Climate change and shifting fire regimes are expected to alter tree regeneration dynamics, yet these impacts remain poorly resolved in high-elevation forests. Whitebark pine (Pinus albicaulis) is of particular concern as a federally threatened species experiencing severe decline due to white pine blister rust (Cronartium ribicola) and mountain pine beetle (Dendroctonus ponderosae). Using a 2 × 2 factorial design (burned vs. unburned, upper vs. lower elevation) across 10 sites in the Selway-Bitterroot Wilderness (Montana and Idaho, USA), we modeled seedling and sapling presence and abundance of whitebark pine, subalpine fir (Abies lasiocarpa), alpine larch (Larix lyallii), and Engelmann spruce (Picea engelmannii) as a function of fire occurrence, topography, forest structure, ground cover, burn severity, and post-fire climate. We also developed a geospatial model predicting whitebark pine juvenile presence and abundance at 10 m resolution across the Bitterroot Range.

Results

Juvenile presence and abundance were often more strongly linked to biophysical site characteristics than disturbance history. Fire was associated with reduced whitebark pine sapling presence and seedling abundance but increased alpine larch seedling presence and sapling abundance. Elevation was a dominant topographic predictor, with probability of presence and abundance for both whitebark pine and alpine larch increasing at higher elevations, while subalpine fir decreased with elevation except in burned stands or where conspecific adult density was high. Burn severity effects were mediated by topography: higher severity benefited whitebark pine on warmer aspects and ridgelines, while subalpine fir abundance responded positively to higher severity only in cooler, wetter sites.
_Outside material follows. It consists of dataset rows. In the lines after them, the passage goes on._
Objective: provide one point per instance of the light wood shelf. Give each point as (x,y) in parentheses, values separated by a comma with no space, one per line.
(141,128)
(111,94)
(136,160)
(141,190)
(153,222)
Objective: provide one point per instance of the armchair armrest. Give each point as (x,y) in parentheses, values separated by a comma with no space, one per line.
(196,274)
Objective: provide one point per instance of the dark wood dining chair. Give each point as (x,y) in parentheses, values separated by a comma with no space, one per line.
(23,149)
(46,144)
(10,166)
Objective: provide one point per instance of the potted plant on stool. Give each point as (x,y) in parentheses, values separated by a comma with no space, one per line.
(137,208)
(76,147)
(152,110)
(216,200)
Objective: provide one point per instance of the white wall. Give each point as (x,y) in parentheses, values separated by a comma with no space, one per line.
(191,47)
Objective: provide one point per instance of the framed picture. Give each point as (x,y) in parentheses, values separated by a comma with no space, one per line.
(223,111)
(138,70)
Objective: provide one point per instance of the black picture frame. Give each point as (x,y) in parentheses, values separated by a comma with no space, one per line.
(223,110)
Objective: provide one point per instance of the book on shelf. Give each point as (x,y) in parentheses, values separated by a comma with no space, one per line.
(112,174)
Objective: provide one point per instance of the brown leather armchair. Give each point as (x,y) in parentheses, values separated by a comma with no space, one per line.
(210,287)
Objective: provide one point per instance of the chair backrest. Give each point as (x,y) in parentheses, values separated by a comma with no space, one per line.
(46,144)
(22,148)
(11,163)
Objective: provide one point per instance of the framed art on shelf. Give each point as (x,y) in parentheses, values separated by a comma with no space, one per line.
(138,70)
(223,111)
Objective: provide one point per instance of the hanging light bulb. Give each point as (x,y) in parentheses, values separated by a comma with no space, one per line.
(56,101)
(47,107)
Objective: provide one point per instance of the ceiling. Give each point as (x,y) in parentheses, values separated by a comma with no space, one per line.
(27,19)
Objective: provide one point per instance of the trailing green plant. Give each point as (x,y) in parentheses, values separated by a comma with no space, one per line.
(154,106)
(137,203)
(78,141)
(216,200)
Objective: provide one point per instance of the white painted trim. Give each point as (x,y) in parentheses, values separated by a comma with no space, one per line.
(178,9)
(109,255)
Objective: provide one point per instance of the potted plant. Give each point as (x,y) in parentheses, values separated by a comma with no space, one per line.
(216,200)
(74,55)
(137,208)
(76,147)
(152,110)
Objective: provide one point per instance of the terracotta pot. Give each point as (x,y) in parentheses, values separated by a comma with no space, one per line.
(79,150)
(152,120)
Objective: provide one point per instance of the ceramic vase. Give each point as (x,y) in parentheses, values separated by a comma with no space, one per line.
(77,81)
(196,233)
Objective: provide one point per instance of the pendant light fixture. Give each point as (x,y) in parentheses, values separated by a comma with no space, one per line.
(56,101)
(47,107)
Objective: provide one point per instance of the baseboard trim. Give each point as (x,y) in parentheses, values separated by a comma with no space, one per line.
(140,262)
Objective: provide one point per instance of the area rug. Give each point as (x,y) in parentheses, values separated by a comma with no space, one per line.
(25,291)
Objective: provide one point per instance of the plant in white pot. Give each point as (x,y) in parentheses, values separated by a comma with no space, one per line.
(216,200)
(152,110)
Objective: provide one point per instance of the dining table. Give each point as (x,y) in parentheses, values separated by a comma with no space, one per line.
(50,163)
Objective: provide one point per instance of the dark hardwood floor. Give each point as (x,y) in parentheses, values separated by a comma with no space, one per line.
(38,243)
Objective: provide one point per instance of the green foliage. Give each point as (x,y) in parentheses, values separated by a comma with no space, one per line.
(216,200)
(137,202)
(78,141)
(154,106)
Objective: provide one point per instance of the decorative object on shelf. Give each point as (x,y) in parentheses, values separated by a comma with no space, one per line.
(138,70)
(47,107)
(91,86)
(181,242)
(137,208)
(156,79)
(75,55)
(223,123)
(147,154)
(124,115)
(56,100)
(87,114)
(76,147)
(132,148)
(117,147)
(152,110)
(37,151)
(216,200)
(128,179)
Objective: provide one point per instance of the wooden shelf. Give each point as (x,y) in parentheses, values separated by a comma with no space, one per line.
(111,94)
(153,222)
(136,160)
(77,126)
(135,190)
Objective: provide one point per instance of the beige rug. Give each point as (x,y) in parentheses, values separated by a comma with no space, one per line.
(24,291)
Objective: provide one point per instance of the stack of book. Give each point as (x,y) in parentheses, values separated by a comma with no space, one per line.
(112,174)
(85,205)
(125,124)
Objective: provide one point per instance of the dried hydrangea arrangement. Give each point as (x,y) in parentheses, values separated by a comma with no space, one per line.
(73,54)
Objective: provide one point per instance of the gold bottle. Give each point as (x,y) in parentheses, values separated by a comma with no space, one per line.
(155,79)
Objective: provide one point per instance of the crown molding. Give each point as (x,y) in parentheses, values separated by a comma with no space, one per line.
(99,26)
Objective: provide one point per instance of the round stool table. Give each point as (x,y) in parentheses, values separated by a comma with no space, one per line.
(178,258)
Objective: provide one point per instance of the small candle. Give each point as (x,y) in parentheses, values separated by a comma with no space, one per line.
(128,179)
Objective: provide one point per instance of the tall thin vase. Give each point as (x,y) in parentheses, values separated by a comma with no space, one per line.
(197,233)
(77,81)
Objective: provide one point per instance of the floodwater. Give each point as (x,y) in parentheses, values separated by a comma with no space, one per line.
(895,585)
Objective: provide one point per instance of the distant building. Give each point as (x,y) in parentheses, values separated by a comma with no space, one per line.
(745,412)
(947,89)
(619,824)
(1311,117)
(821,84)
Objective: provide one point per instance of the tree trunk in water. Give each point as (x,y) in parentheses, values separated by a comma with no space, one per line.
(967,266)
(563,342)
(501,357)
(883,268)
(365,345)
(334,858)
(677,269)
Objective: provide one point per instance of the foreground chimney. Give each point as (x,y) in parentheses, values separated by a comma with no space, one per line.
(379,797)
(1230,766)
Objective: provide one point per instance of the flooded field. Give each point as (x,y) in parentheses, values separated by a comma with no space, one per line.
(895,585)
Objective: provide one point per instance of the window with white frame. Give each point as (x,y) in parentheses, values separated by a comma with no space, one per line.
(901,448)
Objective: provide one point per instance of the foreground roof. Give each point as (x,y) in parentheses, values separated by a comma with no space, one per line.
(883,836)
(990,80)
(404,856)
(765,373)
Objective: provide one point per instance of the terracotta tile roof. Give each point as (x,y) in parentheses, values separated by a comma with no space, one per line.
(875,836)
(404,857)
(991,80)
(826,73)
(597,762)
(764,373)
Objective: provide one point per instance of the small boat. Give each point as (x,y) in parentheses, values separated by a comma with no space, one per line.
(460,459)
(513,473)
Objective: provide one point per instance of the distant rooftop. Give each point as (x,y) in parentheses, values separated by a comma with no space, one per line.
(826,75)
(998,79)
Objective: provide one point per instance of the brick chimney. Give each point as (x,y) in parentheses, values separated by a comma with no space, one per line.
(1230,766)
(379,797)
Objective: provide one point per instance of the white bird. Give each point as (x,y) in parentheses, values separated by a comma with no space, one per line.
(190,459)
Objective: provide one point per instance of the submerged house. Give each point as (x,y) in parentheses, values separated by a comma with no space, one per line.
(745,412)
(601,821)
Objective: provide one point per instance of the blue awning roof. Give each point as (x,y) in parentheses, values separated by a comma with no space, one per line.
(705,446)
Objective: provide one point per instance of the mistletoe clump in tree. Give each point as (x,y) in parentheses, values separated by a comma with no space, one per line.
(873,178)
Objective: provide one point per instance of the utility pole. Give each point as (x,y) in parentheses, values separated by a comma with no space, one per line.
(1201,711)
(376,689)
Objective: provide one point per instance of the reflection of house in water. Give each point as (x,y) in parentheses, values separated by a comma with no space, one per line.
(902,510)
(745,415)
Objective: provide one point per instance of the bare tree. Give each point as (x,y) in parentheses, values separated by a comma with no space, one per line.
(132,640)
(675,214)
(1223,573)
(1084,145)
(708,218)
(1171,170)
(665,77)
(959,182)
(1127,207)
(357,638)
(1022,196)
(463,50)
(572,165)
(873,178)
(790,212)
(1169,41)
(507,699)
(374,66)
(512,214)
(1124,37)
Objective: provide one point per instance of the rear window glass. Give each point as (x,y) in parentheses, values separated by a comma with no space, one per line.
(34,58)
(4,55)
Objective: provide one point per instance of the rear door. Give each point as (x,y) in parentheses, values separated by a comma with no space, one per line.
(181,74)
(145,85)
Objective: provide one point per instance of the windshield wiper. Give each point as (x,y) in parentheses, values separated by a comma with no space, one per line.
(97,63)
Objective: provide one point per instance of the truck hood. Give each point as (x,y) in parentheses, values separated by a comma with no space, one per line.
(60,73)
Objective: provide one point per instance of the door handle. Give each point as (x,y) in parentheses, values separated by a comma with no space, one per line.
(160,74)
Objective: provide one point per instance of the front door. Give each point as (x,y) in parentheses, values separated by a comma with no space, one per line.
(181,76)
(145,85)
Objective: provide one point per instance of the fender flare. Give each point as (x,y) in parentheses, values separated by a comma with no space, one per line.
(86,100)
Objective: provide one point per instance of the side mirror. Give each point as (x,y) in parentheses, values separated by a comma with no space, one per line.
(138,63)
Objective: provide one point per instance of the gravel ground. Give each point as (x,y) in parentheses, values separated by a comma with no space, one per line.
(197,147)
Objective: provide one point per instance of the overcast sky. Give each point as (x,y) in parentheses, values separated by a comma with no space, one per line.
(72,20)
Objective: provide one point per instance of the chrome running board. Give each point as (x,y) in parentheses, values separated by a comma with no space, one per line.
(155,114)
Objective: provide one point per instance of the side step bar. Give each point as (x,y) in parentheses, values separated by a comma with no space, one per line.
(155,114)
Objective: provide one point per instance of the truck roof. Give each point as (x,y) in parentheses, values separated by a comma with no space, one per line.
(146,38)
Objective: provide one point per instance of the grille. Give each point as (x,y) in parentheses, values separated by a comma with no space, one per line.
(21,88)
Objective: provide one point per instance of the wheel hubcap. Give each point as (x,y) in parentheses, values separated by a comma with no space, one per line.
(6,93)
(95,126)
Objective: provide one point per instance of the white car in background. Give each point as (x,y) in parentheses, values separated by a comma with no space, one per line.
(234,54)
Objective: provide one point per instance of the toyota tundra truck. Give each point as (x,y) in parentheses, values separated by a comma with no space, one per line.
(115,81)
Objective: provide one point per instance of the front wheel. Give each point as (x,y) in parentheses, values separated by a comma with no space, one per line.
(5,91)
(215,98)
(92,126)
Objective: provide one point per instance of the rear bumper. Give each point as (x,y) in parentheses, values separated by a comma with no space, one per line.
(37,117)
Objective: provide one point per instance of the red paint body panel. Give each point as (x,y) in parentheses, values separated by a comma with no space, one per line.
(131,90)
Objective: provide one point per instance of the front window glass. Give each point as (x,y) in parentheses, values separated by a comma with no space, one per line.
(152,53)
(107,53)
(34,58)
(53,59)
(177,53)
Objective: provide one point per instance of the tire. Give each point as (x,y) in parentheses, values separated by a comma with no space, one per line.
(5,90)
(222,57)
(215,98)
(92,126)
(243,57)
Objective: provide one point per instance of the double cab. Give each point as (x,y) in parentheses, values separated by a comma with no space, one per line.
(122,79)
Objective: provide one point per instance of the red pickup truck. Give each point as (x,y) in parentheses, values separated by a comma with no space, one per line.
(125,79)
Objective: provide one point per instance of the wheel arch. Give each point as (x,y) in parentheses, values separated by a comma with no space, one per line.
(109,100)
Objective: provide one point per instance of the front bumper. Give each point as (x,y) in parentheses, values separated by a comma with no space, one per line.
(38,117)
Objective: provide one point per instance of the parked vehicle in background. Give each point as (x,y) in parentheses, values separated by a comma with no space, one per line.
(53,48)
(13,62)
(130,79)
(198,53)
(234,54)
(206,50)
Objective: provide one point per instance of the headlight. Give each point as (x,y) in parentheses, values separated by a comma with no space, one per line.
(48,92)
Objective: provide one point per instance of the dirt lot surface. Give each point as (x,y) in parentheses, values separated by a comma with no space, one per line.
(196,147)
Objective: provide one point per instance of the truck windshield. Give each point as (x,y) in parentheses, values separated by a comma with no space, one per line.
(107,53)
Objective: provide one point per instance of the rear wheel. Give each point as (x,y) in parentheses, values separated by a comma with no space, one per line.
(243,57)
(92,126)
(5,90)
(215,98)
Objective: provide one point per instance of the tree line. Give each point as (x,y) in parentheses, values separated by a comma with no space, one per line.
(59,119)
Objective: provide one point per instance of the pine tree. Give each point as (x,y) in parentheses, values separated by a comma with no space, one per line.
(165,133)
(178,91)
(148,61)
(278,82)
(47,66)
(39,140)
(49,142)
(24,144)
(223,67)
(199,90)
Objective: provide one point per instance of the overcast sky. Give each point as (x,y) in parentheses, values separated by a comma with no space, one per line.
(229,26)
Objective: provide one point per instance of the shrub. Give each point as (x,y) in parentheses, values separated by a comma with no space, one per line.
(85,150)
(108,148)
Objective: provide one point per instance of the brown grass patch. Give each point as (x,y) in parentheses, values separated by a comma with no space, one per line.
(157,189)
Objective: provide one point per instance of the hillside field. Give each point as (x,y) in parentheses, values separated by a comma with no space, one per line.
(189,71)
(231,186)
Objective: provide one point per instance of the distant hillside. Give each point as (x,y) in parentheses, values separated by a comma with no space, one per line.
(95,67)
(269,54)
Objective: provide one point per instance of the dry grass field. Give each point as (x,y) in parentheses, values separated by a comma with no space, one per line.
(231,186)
Geospatial modeling indicated that conditions supporting whitebark pine juvenile presence and abundance occur in greater proportion within the Selway-Bitterroot Wilderness than in adjacent non-wilderness.

Conclusions

Juvenile tree populations in the high-elevation forests of the Bitterroot Range are shaped primarily by biophysical site characteristics and species-specific regeneration niches, with fire acting as a context-dependent modifier rather than a primary driver. For the threatened whitebark pine, we observed fewer seedlings and saplings in burned areas, likely reflecting seed source limitations stemming from the loss of cone-bearing trees over recent decades. Where seed sources are limited, planting of rust-resistant seedlings is likely necessary to restore whitebark pine populations, with priority given to sites where abiotic conditions currently favor recruitment and climate is projected to remain suitable in the long term. The spatial predictions developed here provide a practical first-pass tool for identifying such priority sites, supporting targeted monitoring and restoration planning for this keystone species.